Cody Scott Kukuk, who was drafted by the Boston Red Sox in 2011, was sentenced Tuesday to 3.5 years in prison for his part in a violent home-invasion robbery.

In May, Kukuk, 22, pleaded no contest to charges of aggravated robbery, robbery and aggravated assault.

Kukuk and four codefendants were accused last year of entering a Lawrence apartment, battering its residents and stealing between $1,000 to $1,500 in cash and marijuana, according to the Douglas County district attorney’s office.

Cody Kukuk

Kukuk’s attorney had asked for 40 months, but Douglas County District Judge Paula Martin said she could not make it less than what codefendant Driskell Alan Johnson, 20, received, which was 42 months.

That’s because Martin said Johnson may have been the most violent of the five but Kukuk organized the invasion.

“You were the one who texted your friends to come,” Martin said. “You were the one who texted to get the gun that Mr. Johnson used. You gathered your friends together and, quite frankly, without you this wouldn’t have happened.”

Martin said that following prison Kukuk would have to be on parole for 36 months. Because a gun was used in the commission of a crime, Kukuk also would have to register with the local sheriff’s office for 15 years.

Martin denied a request by Kukuk to remain free for a few more days and remanded him to the custody of the Kansas Department of Corrections to begin serving his sentence immediately.

The judge asked Kukuk if he had been using drugs when he committed the crime, and he said he was using several, including cocaine.

When Martin left the courtroom for a few minutes, an emotional scene unfolded; a weeping Kukuk hugged his parents and grandparents, who also were crying.

Kukuk, a left-handed pitcher, was in his senior year at Lawrence’s Free State High School when he signed a letter of intent to play baseball with Kansas University. But after graduating in 2011, he decided to bypass college and go with the Boston Red Sox, who paid him an $800,000 signing bonus.

He played three seasons for the Red Sox minor league teams.

On Nov. 8, Kukuk was with the four codefendants when they decided to rob “these people who sold weed,” codefendant Zachary John Pence, 21, testified in a preliminary hearing in December.

Pence said Kukuk showed him a backward hoodie he planned to wear over his head that had eye-hole cutouts. Kukuk also had a wooden table leg to use as a weapon.

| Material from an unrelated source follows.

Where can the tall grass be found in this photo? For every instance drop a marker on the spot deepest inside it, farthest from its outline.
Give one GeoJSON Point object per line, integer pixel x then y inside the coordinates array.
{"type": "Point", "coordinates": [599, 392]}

When the men arrived at the apartment where several people were sleeping, Kukuk had the table leg, and Johnson had the gun. Pence said he broke down the door.

Kukuk and Johnson went upstairs and pulled a “naked kid” out of the bed, and Johnson allegedly pistol-whipped him. Eventually they broke into the master bedroom where Christopher Adams, a Kansas University senior, was asleep.

Adams testified at the preliminary hearing that two masked men began striking him with a wooden table leg and pointing a gun to his head. Adams told the men where his safe was. It also held four ounces of marijuana, according to testimony.

Court records said the money, drugs, an Xbox 360 and two cellphones were stolen.

One of the victims recognized Pence from high school and told police, who were able to arrest him the same day. As part of his plea negotiations, Pence admitted to his part in the crime and agreed to testify for the prosecution.

Kukuk and codefendant Gabriel Alexander Patterson, 21, fled to Long Beach, Calif., and were arrested about 10 days later by the local police.

Four of the five defendants, including Yusef Muhammad Kindell, 20, have pleaded no contest or guilty.

A jury found Patterson guilty in May of aggravated burglary and three counts of aggravated robbery.

On May 28, Johnson was the first of the codefendants to be sentenced when he received 3.5 years in prison.